New, larger location benefits Liberty Lake Veterinary Center
Owners of a longtime East Valley small-animal hospital have transitioned into their new long-awaited and specially equipped facility.
And with a move across the Spokane River to Liberty Lake last year came a new name and the addition of a third doctor.
“We’re still settling in,” said Dr. Julie Clark, who co-owns the new Liberty Lake Veterinary Center with her husband, Darryl.
Both agree response to their move has been supportive, and the increased visibility may account for a few new customers.
The couple first opened Harvard Gentle Care Animal Hospital in Otis Orchards about 11 years ago, and Clark and Dr. Nissa Gese have cared for thousands of cats, dogs and other small animals.
Within a few years of opening the first hospital, the Clarks purchased the Liberty Lake property with hopes to someday build their own clinic. In the meantime, the couple did open the Crazy Beagle Coffee Company with a drive-through that now stands just north of the new vet center.
The move to the 4,800-square-foot building was mostly completed last July, although some services, such as boarding, are still offered at the Otis Orchard location. Boarding is also available at the Liberty Lake facility.
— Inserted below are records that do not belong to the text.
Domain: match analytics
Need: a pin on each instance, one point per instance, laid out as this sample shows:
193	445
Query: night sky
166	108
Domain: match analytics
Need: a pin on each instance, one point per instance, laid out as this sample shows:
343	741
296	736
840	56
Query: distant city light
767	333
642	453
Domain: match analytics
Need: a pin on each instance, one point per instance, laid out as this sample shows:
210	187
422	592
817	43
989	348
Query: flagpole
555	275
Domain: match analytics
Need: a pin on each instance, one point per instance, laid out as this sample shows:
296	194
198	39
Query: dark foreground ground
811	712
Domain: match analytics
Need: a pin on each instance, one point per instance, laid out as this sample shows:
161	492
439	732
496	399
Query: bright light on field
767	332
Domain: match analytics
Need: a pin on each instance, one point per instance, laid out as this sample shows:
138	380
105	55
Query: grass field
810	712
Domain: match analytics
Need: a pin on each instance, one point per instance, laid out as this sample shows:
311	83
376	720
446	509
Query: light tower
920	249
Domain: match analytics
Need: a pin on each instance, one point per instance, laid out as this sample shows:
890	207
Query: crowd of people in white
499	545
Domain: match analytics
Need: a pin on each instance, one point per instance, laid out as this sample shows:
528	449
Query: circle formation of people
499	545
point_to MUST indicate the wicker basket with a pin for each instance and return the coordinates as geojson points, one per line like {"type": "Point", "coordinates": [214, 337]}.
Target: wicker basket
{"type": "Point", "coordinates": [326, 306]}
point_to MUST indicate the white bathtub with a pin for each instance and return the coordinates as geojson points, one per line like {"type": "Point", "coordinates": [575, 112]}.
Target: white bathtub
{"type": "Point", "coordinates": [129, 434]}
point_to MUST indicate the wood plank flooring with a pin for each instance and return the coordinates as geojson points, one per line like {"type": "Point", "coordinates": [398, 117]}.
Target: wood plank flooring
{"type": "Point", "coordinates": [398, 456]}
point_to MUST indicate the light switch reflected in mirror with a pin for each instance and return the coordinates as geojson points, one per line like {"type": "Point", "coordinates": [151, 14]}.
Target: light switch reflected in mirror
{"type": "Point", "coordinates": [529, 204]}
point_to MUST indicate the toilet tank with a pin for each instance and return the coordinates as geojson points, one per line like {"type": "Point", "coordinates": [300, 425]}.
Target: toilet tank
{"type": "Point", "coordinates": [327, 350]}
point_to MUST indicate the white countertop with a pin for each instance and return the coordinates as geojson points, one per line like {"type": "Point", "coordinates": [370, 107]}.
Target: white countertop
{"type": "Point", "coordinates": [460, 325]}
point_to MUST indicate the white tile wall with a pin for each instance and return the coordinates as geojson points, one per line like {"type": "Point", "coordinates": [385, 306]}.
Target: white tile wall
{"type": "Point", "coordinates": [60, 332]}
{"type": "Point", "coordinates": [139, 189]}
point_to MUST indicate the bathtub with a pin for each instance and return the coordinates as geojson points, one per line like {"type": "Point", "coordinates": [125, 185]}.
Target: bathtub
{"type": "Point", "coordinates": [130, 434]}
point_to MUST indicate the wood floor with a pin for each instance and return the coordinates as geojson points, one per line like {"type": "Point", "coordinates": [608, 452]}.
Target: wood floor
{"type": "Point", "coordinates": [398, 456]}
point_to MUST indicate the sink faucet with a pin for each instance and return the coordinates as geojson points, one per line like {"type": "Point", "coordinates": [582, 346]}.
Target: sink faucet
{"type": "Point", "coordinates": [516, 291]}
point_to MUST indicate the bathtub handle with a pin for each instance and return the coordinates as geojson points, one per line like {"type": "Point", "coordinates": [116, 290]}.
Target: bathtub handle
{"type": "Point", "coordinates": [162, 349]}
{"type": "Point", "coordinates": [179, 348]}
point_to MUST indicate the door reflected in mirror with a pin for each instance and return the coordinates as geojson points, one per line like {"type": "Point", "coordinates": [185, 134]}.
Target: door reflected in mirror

Clients to the new locale will notice a spacious entrance and waiting area, which the Clarks said was important for them to help create a comfortable and enjoyable atmosphere for clients and staff. The new facility has about 1,300 square feet more than the previous location and is equipped with four patient rooms, a special drainage system, a larger surgical area, an upgraded X-ray machine and new surgical equipment. As well, the center has been equipped with insulated doors, which the owners say makes a noticeable difference.
Along with the relocation came the addition of a new veterinarian, . Doug Mohney, who most recently worked in Post Falls, and has a special interest in orthopedics.
The Clarks hope soon to add additional services such as dog training and animal grooming, and expand services to meet client needs remains on the agenda.
“Eventually, what we’re trying to do … is become a business for pets where people can come in and get it all done – to cover all the basics because we do get a lot of questions,” said Darryl Clark of future plans to grow the veterinary center.